As we drove, Kevin repeated his earlier scolding. “That was incredibly reckless of you to follow him like that.”
“Hey, he started it,” Maddy said from the back.
“It doesn’t matter who started what. I told you that the man was armed. I’m just afraid how it might have ended.”
“Do you really think that he’s that dangerous?” I asked Chief Hurley. “He’s a businessman, for goodness’ sake.”
“You tell me. One man’s dead, and Bernie Maine is one of my prime suspects. How much more dangerous can you get?”
“So, do you really think he did it?” Maddy asked, peeking her head out from the cage that separated us.
“I like him for it better than most of the other suspects on my list,” Chief Hurley said.
“Hang on a second,” Maddy said. “Did you just share something with us?”
“Sorry. It won’t happen again,” Chief Hurley said as he shook his head. As much as I loved my sister, there were times when I wanted to stick a sock in her mouth.
“Chief, I still can’t figure out why Bernie was following us.
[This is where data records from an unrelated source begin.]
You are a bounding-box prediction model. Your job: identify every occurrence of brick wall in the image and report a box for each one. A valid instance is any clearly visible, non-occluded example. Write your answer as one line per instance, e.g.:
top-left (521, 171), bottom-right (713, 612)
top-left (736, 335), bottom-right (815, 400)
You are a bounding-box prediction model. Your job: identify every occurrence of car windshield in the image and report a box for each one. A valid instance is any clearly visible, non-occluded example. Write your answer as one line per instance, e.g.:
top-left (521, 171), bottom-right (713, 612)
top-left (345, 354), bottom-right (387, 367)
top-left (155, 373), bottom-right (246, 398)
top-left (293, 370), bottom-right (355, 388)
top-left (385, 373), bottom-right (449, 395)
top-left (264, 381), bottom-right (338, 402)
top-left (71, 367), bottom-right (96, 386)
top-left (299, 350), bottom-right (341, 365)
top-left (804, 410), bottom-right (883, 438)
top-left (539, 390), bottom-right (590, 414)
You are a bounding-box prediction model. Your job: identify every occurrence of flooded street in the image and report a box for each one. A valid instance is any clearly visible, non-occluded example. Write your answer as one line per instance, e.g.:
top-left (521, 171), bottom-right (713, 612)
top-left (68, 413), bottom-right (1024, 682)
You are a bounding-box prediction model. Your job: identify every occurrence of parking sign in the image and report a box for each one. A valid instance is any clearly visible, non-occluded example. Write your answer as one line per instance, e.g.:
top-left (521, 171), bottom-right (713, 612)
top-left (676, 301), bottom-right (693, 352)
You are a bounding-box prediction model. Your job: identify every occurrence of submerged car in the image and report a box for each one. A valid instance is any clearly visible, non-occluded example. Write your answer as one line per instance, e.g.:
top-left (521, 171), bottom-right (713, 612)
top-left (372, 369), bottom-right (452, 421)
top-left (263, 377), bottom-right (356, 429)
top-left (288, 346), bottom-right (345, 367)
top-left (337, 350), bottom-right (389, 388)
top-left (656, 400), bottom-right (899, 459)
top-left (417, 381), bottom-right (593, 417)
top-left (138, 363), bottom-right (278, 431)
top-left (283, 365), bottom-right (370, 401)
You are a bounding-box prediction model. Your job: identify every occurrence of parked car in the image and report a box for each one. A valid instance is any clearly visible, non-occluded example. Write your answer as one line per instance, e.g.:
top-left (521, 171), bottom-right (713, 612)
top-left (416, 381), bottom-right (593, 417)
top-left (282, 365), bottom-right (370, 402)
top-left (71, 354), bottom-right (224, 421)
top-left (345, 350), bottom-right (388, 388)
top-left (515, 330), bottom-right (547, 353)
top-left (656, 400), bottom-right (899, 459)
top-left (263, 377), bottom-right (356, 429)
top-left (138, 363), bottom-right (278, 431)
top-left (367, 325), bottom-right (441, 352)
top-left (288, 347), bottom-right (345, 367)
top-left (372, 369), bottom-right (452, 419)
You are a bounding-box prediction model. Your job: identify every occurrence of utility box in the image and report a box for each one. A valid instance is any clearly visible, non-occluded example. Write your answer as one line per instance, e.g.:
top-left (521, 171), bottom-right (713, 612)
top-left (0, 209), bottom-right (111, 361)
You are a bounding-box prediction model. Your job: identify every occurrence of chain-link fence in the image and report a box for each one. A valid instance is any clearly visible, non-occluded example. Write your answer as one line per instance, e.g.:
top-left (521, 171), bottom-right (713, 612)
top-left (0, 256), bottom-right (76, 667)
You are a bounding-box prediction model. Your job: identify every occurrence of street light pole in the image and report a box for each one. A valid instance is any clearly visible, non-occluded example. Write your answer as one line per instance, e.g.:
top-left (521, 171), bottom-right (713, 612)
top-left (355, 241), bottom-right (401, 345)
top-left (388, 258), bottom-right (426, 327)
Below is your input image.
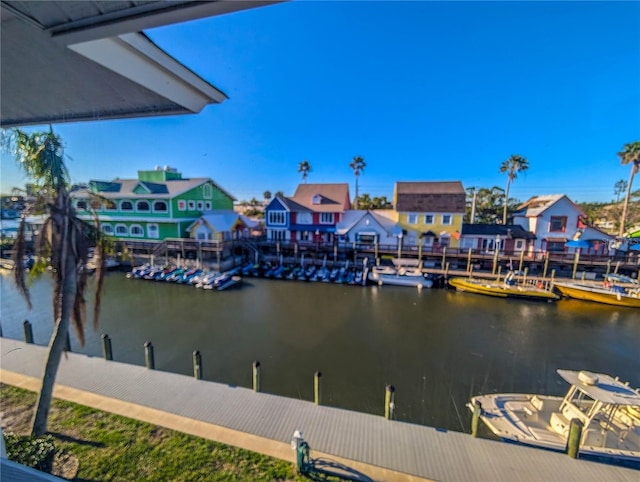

It was pretty risky, wasn’t it, given that you’ve been looking for him all day?”
“Is that a jab coming from you, too, Eleanor?”
“No way. I know how slippery the man can be. But why is he so interested in us? We’re not making any progress at all.”
“Who knows? He’s got to realize that the two of you have been digging into his life these past couple of days. Maybe he thinks you got lucky and stumbled across something that could nail him. After all, even a blind pig finds an acorn every now and then.”
I wasn’t sure I liked the analogy, but I wasn’t about to comment on it. “So, does that mean that you’ve written off Rebecca, Samantha, and Kenny?” I wasn’t about to include Bob’s and David’s names in that particular roster.
He shook his head. “Like I said, Maine’s the most likely, but nobody’s been eliminated. To be honest, I’m kind of surprised that you left Vivian Wright off of your list.”
“That’s because Art Young got us her alibi,” Maddy said.
I turned and stared hard at my sister, and she got the message immediately. Maddy made a motion as though she was locking up her lips, but if she was, I wanted the key so nothing else could slip out “accidentally.”